Many analysts, including former justice minister Yossi Beilin, have recently suggested that Barghouti is slowly emerging as the consensus candidate among Palestinians.

The poll also found that an overwhelming majority do not want the Palestinian Authority to be dissolved, with 63.8% saying they want “to maintain and perpetuate” the PA, and only 27% saying they want to dissolve it.

Khatib said the primary reason Palestinian youth want to maintain the PA is to avoid chaos.

“Palestinian youth fear that security, economic and social chaos will come along with the collapse of the PA. Until an alternative to the PA is presented, I believe the public will continue to support the perpetuation of the stability of the PA over the chaos of its collapse,” he said.

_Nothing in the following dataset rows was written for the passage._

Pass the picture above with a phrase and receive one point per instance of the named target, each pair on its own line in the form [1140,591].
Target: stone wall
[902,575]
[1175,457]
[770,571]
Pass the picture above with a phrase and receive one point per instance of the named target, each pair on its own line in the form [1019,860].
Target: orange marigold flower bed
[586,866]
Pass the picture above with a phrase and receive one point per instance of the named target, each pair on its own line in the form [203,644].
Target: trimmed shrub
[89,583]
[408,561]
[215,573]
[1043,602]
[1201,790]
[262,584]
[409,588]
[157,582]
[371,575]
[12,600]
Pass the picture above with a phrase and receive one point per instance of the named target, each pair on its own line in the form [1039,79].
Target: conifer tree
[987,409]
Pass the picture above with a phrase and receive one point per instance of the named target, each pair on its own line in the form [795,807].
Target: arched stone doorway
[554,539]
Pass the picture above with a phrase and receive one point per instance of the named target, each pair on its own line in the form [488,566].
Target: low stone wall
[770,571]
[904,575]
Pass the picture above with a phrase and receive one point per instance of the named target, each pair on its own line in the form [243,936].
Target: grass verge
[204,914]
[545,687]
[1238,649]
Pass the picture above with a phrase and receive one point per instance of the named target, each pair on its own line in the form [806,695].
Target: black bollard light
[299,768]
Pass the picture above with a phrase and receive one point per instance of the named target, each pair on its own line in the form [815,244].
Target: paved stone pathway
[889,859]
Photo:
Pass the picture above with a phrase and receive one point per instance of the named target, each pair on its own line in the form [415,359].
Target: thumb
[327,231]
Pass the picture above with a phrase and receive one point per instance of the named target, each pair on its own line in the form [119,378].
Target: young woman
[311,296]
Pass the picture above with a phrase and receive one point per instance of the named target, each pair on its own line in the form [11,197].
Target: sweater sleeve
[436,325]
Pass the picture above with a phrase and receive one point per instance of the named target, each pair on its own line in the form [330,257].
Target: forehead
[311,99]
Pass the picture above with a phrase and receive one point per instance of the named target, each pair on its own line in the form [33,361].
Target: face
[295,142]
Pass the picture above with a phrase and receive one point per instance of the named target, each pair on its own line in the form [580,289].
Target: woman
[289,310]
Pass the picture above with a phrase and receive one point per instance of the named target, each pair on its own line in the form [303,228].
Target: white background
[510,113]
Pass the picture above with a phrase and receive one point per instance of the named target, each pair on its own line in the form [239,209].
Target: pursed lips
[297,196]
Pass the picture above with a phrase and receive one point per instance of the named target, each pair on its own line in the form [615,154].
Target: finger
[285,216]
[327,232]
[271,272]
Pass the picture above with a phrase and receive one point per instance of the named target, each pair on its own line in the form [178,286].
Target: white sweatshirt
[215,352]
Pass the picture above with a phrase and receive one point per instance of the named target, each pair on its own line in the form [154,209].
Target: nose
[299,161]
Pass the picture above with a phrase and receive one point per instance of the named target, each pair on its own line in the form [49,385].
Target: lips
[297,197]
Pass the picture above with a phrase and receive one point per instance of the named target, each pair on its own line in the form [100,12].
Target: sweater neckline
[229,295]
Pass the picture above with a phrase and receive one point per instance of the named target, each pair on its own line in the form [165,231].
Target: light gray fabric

Abbas said on multiple occasions in 2015 that he may have no choice but to dissolve the PA if the status quo of Israel’s military rule continues. More recently, however, Abbas has backtracked and said the Palestinian leadership values “the accomplishment of the PA” and will not dissolve it.

Nevertheless, just 10.7% of respondents called the political situation their greatest problem, while more than half, 54.5%, said unemployment is the biggest issue.

“Palestinian youth consider unemployment their primary concern because they are looking for jobs,” Khatib remarked, adding that “they still care about the political situation, because when we have asked them previously about why youth face unemployment, they point to the occupation.”

According to a World Bank report issued in mid-September, unemployment in the West Bank and Gaza stands at 18% and 42%, respectively.

Of those polled, 51.7% said that “being a good citizen,” namely working and studying, is the best way to promote political change, compared to just 5.2% who said lone-wolf attacks were the most effective.

Khatib said these results suggest that the Palestinian population has “internalized that lone-wolf attacks are ineffective” because Palestinian youth are dying while carrying out attacks without changing any facts on the ground.